You can of course use a much more precise representation, like double which has 15 digits of precision. So normally you should be able to represent integers from 0 to 1014 faithfully.
Finally some platforms may have a long long type with an ever greater precision.
But anyway, as soon as your value exceed the number of digits available to be converted back to an integer without loss... you can't test it for being a power of ten.
If you really need this precision, my suggestion is not to use a floating point number. There are mathematical libraries available with BigInt implementations or you can roll your own (though efficiency is difficult to achieve).
bool power_of_ten(double x) {
if(x < 1.0 || x > 10E15) {
warning("IEEE754 doubles can only precisely represent powers "
"of ten between 1 and 10E15, answer will be approximate.");
}
double exponent;
// power of ten if log10 of absolute value has no fractional part
return !modf(log10(fabs(x)), &exponent);
}
Depending on the platform your code needs to run on the log might be very expensive.
Since the amount of numbers that are 10^n (where n is natural) is very small,
it might be faster to just use a hardcoded lookup table.
(Ugly pseudo code follows:)
bool isPowerOfTen( int16 x )
{
if( x == 10 // n=1
|| x == 100 // n=2
|| x == 1000 // n=3
|| x == 10000 ) // n=4
return true;
return false;
}
This covers the whole int16 range and if that is all you need might be a lot faster.
(Depending on the platform.)
How about a code like this:
#include <stdio.h>
#define MAX 20
bool check_pow10(double num)
{
char arr[MAX];
sprintf(arr,"%lf",num);
char* ptr = arr;
bool isFirstOne = true;
while (*ptr)
{
switch (*ptr++)
{
case '1':
if (isFirstOne)
isFirstOne = false;
else
return false;
break;
case '0':
break;
case '.':
break;
default:
return false;
}
}
return true;
}
int main()
{
double number;
scanf("%lf",&number);
printf("isPower10: %s\n",check_pow10(number)?"yes":"no");
}
That would not work for negative powers of 10 though.

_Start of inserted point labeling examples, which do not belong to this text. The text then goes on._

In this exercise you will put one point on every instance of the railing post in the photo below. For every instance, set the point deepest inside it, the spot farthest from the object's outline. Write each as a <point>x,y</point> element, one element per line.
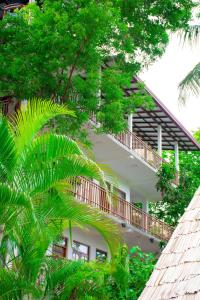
<point>160,140</point>
<point>130,128</point>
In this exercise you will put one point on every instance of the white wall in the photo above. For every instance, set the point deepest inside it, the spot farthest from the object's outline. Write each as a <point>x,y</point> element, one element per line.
<point>88,237</point>
<point>118,183</point>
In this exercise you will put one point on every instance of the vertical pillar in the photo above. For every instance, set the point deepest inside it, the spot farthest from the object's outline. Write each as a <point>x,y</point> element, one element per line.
<point>176,155</point>
<point>160,140</point>
<point>145,207</point>
<point>130,129</point>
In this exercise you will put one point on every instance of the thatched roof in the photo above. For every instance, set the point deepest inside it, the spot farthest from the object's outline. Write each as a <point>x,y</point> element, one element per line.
<point>177,272</point>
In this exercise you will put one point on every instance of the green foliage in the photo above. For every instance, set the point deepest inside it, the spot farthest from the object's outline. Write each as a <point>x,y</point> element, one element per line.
<point>59,50</point>
<point>35,202</point>
<point>176,199</point>
<point>190,85</point>
<point>122,279</point>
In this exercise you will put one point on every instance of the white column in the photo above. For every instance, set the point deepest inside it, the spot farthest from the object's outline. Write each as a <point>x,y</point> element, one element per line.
<point>160,140</point>
<point>130,128</point>
<point>130,122</point>
<point>176,155</point>
<point>145,206</point>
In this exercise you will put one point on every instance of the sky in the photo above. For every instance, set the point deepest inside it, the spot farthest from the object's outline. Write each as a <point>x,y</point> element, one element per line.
<point>165,74</point>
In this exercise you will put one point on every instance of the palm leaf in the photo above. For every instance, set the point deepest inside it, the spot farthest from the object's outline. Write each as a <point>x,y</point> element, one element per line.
<point>49,147</point>
<point>40,178</point>
<point>190,85</point>
<point>31,119</point>
<point>191,35</point>
<point>8,151</point>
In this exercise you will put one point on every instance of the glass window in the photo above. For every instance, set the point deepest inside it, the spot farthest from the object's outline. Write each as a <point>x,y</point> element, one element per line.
<point>59,248</point>
<point>119,193</point>
<point>80,251</point>
<point>101,255</point>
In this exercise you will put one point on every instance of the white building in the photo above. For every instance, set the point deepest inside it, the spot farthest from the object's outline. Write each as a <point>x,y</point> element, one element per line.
<point>134,157</point>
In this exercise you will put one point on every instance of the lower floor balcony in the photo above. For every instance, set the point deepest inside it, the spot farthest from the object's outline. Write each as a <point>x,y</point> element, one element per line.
<point>127,213</point>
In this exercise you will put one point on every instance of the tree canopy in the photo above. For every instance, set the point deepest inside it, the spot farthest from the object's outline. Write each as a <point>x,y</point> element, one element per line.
<point>62,49</point>
<point>176,199</point>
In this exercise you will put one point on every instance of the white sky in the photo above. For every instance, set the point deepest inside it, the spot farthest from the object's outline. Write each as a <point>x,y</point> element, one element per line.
<point>164,76</point>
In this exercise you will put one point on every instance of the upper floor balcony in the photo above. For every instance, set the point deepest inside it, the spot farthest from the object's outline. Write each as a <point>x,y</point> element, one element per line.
<point>123,211</point>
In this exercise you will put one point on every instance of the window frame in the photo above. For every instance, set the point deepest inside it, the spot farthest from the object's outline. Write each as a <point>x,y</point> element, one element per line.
<point>83,244</point>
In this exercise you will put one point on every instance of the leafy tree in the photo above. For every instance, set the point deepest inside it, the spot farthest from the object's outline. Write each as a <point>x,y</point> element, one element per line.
<point>122,279</point>
<point>78,51</point>
<point>176,199</point>
<point>190,85</point>
<point>35,202</point>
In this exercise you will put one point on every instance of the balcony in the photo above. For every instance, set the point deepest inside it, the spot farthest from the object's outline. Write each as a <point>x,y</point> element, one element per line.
<point>141,149</point>
<point>88,192</point>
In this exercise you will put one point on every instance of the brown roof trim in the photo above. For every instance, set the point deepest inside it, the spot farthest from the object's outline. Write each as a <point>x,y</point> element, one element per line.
<point>170,115</point>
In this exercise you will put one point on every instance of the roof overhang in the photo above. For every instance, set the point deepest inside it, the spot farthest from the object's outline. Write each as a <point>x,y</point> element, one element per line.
<point>146,122</point>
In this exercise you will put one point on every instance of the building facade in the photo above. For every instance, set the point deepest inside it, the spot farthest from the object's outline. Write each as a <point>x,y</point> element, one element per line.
<point>133,158</point>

EDIT: works for negative powers also.
if you don't need it to be fast, use recursion. Pseudocode:
bool checkifpoweroften(double Candidadte)
if Candidate>=10
return (checkifpoweroften(Candidadte/10)
elsif Candidate<=0.1
return (checkifpoweroften(Candidadte*10)
elsif Candidate == 1
return 1
else
return 0
You still need to choose between false positives and false negatives and add tolerances accordingly, as other answers pointed out. The tolerances should apply to all comparisons, or else, for exemple, 9.99999999 would fail the >=10 comparison.
how about that:
bool isPow10(double number, double epsilon)
{
if (number > 0)
{
for (int i=1; i <16; i++)
{
if ( (number >= (pow((double)10,i) - epsilon)) &&
(number <= (pow((double)10,i) + epsilon)))
{
return true;
}
}
}
return false;
}
I guess if performance is an issue the few values could be precomputed, with or without the epsilon according to the needs.
A variant of this one:
double log10_value= log10(value);
double integer_value;
double fractional_value= modf(log10_value, &integer_value);
return fractional_value==0.0;
Note that the comparison to 0.0 is exact rather than within a particular epsilon since you want to ensure that log10_value is an integer.

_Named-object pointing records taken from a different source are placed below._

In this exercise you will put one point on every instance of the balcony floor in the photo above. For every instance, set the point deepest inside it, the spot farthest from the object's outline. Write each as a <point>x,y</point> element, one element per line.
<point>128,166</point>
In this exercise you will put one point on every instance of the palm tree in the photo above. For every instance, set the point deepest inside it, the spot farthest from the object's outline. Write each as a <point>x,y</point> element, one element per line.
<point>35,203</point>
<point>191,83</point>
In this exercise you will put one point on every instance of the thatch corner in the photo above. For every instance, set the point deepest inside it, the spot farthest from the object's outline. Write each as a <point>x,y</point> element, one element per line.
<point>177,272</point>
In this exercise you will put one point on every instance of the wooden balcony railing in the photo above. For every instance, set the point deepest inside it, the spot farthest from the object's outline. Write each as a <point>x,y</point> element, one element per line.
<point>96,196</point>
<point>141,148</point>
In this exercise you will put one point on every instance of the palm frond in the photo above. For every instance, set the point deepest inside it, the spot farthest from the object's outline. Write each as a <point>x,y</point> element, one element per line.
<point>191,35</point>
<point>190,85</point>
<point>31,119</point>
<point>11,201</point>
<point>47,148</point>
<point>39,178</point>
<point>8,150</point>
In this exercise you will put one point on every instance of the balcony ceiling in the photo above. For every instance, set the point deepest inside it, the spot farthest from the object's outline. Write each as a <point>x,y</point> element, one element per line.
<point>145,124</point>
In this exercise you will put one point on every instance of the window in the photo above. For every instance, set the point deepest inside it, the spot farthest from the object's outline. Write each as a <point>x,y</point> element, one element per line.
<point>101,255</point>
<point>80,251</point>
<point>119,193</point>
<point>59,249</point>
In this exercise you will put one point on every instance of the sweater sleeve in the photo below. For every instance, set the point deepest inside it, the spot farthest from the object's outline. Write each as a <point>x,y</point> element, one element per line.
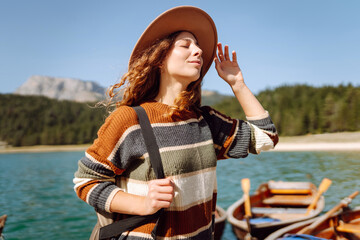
<point>235,138</point>
<point>95,178</point>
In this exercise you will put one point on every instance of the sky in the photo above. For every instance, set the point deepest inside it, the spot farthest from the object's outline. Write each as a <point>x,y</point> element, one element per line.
<point>278,42</point>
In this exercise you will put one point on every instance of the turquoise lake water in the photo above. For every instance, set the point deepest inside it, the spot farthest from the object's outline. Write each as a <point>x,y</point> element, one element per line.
<point>36,189</point>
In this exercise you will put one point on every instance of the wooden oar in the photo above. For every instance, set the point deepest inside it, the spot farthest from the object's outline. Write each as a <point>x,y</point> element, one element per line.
<point>2,223</point>
<point>324,185</point>
<point>343,203</point>
<point>245,184</point>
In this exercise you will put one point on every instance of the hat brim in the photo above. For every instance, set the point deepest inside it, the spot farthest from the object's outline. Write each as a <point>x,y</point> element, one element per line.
<point>183,18</point>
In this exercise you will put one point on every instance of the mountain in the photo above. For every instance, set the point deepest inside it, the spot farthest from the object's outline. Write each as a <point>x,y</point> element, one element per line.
<point>62,89</point>
<point>82,91</point>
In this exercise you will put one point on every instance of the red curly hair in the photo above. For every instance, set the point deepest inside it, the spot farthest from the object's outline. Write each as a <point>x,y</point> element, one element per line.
<point>143,80</point>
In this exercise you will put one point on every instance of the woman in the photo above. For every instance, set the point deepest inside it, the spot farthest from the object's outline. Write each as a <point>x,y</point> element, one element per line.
<point>165,72</point>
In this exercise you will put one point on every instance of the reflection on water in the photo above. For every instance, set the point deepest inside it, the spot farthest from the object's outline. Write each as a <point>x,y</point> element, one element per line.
<point>37,191</point>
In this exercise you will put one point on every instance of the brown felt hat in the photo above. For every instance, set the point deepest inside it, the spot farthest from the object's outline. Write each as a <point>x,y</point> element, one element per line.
<point>183,18</point>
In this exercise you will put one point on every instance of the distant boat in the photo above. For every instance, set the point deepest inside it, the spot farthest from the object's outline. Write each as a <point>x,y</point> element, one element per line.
<point>2,224</point>
<point>220,221</point>
<point>274,205</point>
<point>343,225</point>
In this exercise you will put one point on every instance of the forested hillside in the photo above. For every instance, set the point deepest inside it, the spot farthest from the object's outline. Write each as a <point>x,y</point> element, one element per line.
<point>34,120</point>
<point>296,110</point>
<point>301,109</point>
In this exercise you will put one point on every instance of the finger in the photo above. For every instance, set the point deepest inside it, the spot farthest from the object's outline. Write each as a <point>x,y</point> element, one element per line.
<point>164,197</point>
<point>227,57</point>
<point>220,52</point>
<point>234,57</point>
<point>165,189</point>
<point>162,182</point>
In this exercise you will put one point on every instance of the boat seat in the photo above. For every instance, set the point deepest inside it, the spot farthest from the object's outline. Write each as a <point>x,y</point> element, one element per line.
<point>348,227</point>
<point>279,213</point>
<point>291,200</point>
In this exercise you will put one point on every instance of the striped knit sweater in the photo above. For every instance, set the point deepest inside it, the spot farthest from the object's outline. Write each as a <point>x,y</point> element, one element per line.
<point>190,145</point>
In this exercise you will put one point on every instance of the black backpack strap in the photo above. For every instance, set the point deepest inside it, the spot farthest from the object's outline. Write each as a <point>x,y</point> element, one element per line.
<point>118,227</point>
<point>150,142</point>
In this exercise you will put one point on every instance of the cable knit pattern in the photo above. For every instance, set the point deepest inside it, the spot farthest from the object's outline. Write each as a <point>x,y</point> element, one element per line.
<point>190,145</point>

EDIT: Since this sparked a bit of controversy due to log10 possibly being imprecise and the generic understanding that you shouldn't compare doubles without an epsilon, here's a more precise way of determining if a double is a power of 10 using only properties of powers of 10 and IEEE 754 doubles.
First, a clarification: a double can represent up to 1E22, as 1e22 has only 52 significant bits. Luckily, 5^22 also only has 52 significant bits, so we can determine if a double is (2*5)^n for n= [0, 22]:
bool is_pow10(double value)
{
int exponent;
double mantissa= frexp(value, &exponent);
int exponent_adjustment= exponent/10;
int possible_10_exponent= (exponent - exponent_adjustment)/3;
if (possible_10_exponent>=0 &&
possible_10_exponent<=22)
{
mantissa*= pow(2.0, exponent - possible_10_exponent);
return mantissa==pow(5.0, possible_10_exponent);
}
else
{
return false;
}
}
Since 2^10==1024, that adds an extra bit of significance that we have to remove from the possible power of 5.